El vuelo de Roma a Argel lo hice justo detrás del Ministro peruano, que se llama igual que yo. Sólo éramos cinco personas viajando en primera clase, incluidos dos técnicos de una conocida empresa italiana y un profesor universitario amigo de la tripulación al que realojaron en primera para pedirle durante el vuelo que hiciera algo para que a la hija del jefe de cabina, que está estudiando en la universidad, le den un trato especial en algo a lo que se ha presentado y que no pude comprender. Y es que yo estaba más bien meditando en la diferencia entre un Ministro de Perú y uno de España, que cuando viaja procura hacerlo rodeado de toda una cohorte de chupones, que no sólo viajan gratis, sino además cobrando..

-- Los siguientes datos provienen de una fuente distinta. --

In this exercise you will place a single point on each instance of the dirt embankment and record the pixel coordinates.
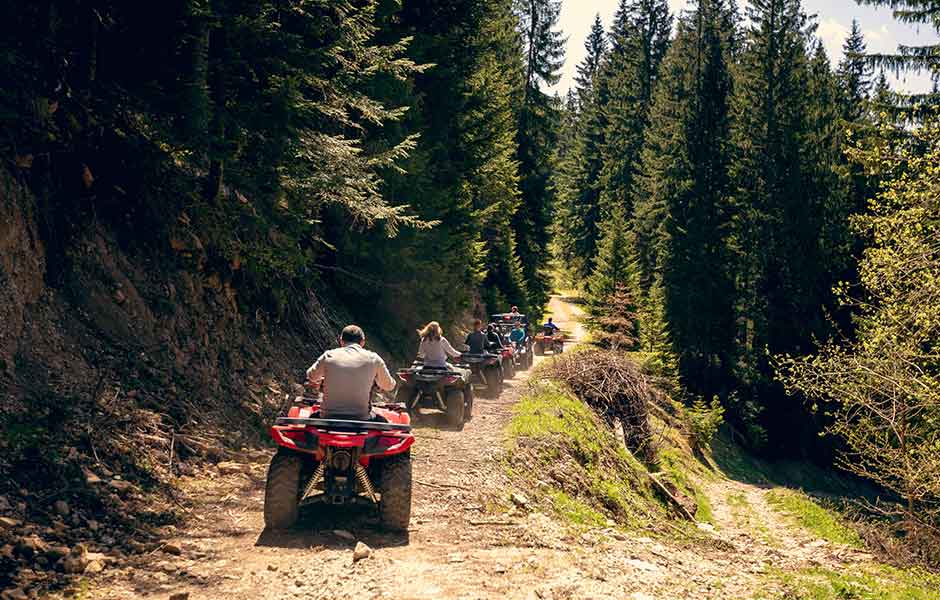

La anécdota del viaje, con moraleja, me esperaba al recoger las maletas en el aeropuerto de Argel. No había tenido más contacto con el resto del pasaje que el inicial en aquel hangar de Roma y pensaba que estaba viajando en la versión alada de un barco de contrabandistas. Por supuesto, todos argelinos, de piel morena y pelo oscuro. Pero según fueron pasando los minutos y no aparecían las maletas, comprobé que aquellos hombres eran todos italianos, muchos de ellos del sur, trabajadores en su mayoría de un par de empresas. Ahí me di cuenta de que me había guiado por los clichés y arquetipos que tenemos en mente. Los argelinos son en general más altos y con mejor presencia física, salvo por la muy frecuente carencia de una buena parte de las piezas dentales. Pero, por el resto, las diferencias son mínimas.